И поняла, что это правда. Это не только месть за личное, это еще и профессиональное. Сомнений больше не оставалось, но слишком тяжело было принимать такую правду.
— Спасибо вам за поддержку, Мария! Я пойду, пожалуй.
— Да, всего хорошего тебе! И знаешь, уезжать тебе надо отсюда! Уезжай в Минск или в Москву! Здесь нет перспектив, все мелко и неблагодарно. А ты достойна большего! Подумай над моими словами, девочка.

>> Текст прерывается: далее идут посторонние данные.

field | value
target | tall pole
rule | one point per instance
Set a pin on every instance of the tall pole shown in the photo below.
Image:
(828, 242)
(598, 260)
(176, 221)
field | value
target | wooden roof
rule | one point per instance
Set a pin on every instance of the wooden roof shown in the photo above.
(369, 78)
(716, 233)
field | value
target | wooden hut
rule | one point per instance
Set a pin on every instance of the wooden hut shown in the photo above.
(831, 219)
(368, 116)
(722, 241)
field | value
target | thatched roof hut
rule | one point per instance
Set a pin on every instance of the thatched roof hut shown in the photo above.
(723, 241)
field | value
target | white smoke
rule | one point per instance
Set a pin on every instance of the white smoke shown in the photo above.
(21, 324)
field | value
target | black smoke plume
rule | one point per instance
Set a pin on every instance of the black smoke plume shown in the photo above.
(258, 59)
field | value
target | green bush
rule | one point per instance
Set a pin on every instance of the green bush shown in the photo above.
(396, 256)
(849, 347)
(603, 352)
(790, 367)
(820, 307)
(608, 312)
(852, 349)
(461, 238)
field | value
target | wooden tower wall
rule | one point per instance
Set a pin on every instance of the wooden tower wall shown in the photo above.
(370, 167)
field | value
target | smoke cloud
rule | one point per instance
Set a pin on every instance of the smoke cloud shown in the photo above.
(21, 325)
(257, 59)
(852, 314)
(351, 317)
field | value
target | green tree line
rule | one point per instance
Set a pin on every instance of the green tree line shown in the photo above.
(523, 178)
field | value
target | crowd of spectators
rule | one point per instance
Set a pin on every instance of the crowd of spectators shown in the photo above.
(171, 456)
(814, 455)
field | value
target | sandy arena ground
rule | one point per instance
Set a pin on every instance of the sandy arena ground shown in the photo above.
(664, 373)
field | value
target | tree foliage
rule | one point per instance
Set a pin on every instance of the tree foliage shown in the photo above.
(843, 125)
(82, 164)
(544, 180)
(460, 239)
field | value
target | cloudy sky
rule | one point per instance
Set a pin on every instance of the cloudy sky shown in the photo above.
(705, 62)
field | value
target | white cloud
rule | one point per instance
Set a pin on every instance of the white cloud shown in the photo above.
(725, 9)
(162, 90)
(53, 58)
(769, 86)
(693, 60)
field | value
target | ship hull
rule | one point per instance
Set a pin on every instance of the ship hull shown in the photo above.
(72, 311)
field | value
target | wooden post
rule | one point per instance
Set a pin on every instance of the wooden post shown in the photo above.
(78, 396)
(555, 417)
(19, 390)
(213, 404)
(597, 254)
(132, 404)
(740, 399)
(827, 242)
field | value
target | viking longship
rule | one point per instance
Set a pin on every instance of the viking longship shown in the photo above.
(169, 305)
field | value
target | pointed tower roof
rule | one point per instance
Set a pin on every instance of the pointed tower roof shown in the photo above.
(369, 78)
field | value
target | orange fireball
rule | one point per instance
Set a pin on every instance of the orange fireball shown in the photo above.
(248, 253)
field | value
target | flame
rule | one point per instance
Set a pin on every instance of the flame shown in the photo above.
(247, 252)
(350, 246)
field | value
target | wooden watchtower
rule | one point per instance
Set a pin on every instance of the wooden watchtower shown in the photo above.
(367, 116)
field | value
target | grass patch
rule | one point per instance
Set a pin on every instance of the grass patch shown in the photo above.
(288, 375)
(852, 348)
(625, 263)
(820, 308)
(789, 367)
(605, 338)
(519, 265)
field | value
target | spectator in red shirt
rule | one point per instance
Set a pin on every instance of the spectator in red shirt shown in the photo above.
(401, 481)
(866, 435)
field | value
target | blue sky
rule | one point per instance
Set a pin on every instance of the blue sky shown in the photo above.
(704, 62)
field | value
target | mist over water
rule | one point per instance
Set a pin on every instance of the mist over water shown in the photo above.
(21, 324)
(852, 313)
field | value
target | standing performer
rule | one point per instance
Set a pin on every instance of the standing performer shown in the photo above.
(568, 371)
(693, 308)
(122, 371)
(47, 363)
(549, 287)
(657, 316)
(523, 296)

Уходя, Карина вдруг вспомнила, что нельзя сдаваться просто так. Значит, надо уйти красиво… отсюда и из этой профессии, где предательство следует за предательством, где ведется нечестная игра без правил, где ценится не талант, а только выслуга. Здесь нет благодарности, только сбор компромата и подсчет ошибок, даже самых маленьких.
Решение созрело мгновенно. Она вернулась в кабинет к директору, распахнув дверь без стука. Коллеги все еще не разошлись, более того, к ним примкнул Илья, который встрепенулся и, в своей привычной язвительной манере, воскликнул:
— Карина Витальевна! Вы удостоили нас чести. А мы вас уже и не ждали!
— Илья Тимофеевич, прекратите паясничать, — перебил директор, — что вы хотели? Расчет получите в положенное время, если вы за этим.
— Спасибо. Но я не за этим. По законодательству я могу отработать еще какое-то время, верно?
— Мм… да, можете. Но разве вы этого хотите? Особого рвения мы не заметили.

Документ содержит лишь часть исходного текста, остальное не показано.